BELARUS NEWS AND ANALYSIS

DATE:

10/02/2011

EU to impose new asset-freeze on Lukashenko bag-man

ANDREW RETTMAN

EUOBSERVER / BRUSSELS - The EU is preparing to put Belarus' suspected money-launderer-in-chief onto its asset-freeze list following a curious omission, while a dead man and a duplicate are to be struck off the visa ban register.

"There is an understanding in a number of member states that this guy [the money-laundering suspect, Yuri Sivakov] should be on the list as well," an EU diplomat dealing with Belarus told EUobserver. "We are working on this at the level of heads of mission in Minsk. The technical amendments are easy to make."

Pictures of the four men said by the Council of Europe to have been murdered by a Sivakov-run 'death squad' (Photo: charter97.org)

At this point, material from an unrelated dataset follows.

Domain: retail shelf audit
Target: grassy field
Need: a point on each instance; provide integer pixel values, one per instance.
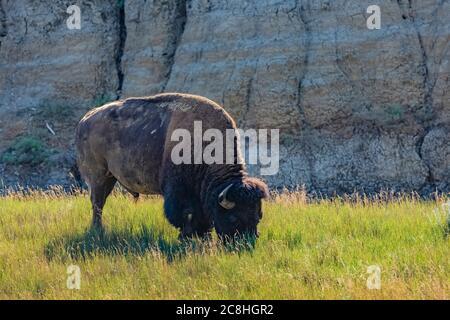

EUobserver understands that the 64- or 65-year-old Mr Sivakov is currently the deputy rector of the Minsk Institute of Management and teaches criminology at the Police Academy of Belarus.

It is unclear if he has any extra-curricular commercial activities. But back in 2006 he ran a company called Chyest, suspected by the US of laundering $1.5 million a day of mafia money for the top cadre of President Aleksander Lukashenko.

The one-time interior minister was put under EU visa ban years ago due to his alleged involvement in the murder of four dissidents. But the EU left him off its asset freeze list in 2006 and again in its latest round of Belarus sanctions two weeks ago.

The EU's effort to pinpoint who should go on and off its registers is hampered by difficult working conditions in the repressive country.

The 2011 list was drawn up mostly on the basis of reports posted on the internet by Belarusian pro-democracy activists because EU diplomats could not conduct interviews with victims of the post-election crackdown. In many cases, EU structures do not know what Belarusian officials actually do beyond their official titles or even how old they are.

Final decisions on sanctions are taken by senior officials and EU ministers in Brussels on the basis of suggestions sent in from Belarus. But the senior people know even less about events on the ground.

Asked if it is possible that Mr Sivakov has so far evaded the asset-freeze on the basis of a special favour by one or other EU member state introduced at some stage in the complicated procedure, a senior EU diplomat in Minsk said: "I cannot exclude it."

The current list will in any case have to be updated to remove either Leonid Iasinovich or Leonid Iasenovich, a judge, because they are one and the same man. Mkihail Pishchulenok, another judge, will also have to be taken off because he is dead.

If all the corrections are made, 156 people will in future be banned from entering the EU and will have their assets frozen, compared to 158 (visa ban) and 157 (asset freeze) as originally signed off on by EU foreign affairs chief Catherine Ashton.